10 May 2011

Australian scientists make quantum breakthrough

By
Cosmos Online
In one of the most explicit demonstrations of wave-particle duality, scientists have successfully guided atoms in a laser light beam, the atoms displaying the same properties as light guided in an optical fibre.
speckle pattern

An artist’s impression of the speckle pattern created by a multimode light beam (top, red), and the image measured in this experiment created by a multimode beam of atoms (top, blue). Credit: Tim Wetherell, ANU

BRISTOL: In one of the most explicit demonstrations of wave-particle duality, scientists have successfully guided atoms in a laser light beam, the atoms displaying the same properties as light guided in an optical fibre.

The results will lead to important applications in atom interferometry, which is used to measure atomic properties and geophysical phenomena such as tides and ocean loading effects, and could potentially probe for ripples in the curvature of spacetime.

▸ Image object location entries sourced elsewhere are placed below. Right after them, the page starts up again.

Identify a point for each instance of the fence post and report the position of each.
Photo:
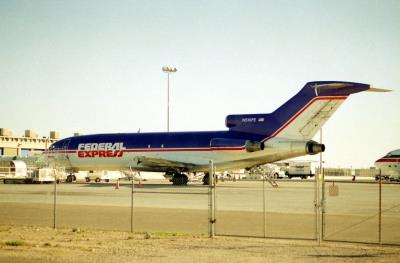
(132, 191)
(264, 217)
(55, 198)
(323, 205)
(211, 201)
(380, 206)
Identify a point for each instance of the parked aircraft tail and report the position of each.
(303, 115)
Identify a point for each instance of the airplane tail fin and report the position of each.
(303, 115)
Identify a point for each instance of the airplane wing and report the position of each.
(142, 162)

“We have imaged atomic speckle for the first time showing that guided atom-laser beams exhibit the same characteristics as guided laser light beams,” said Ken Baldwin from the ARC Centre of Excellence for Quantum-Atom Optics at the Australian National University in Canberra and co-author of the paper published in Nature Communications.

Atomic speckle and supercooled atoms

Optical speckle is a well studied property of light. In an optic fibre, speckle is created through interactions between waves of the same frequency but with different phases and amplitudes. These waves combine, or interfere, to create a wave with a randomly varying intensity.

Whilst many other wave properties of atoms have been observed before, atomic speckle had remained elusive until Baldwin and his colleagues guided atoms in a laser light beam to create the tell-tale grainy pattern of speckle.

The team cooled helium atoms to ultracold temperatures – just one millionth of a degree above absolute zero – and then dropped them into a laser light beam focused on the atom cloud.

“The atoms were guided by the laser beam onto a detector which measured the single atom arrivals to provide both the spatial profile (and thus the speckle) as well as atom bunching,” explained Baldwin. This crucially showed that atom bunching is a characteristic of the speckle.

Atom interferometry

The performance of an atom interferometer fundamentally depends on a property called coherence: a measure of interference.

“We have shown that multimode guiding is associated with atom bunching, whereas single mode guiding does not show atom bunching, indicating that the single guided mode is coherent,” said Baldwin. This means that atom bunching could be used as a diagnostic tool to measure the coherence properties of the guiding process for atom interferometers.

Atom interferometry is at an early stage of development. Current atom interferometers rely on freely falling atoms but future systems are likely to be based on guided atoms.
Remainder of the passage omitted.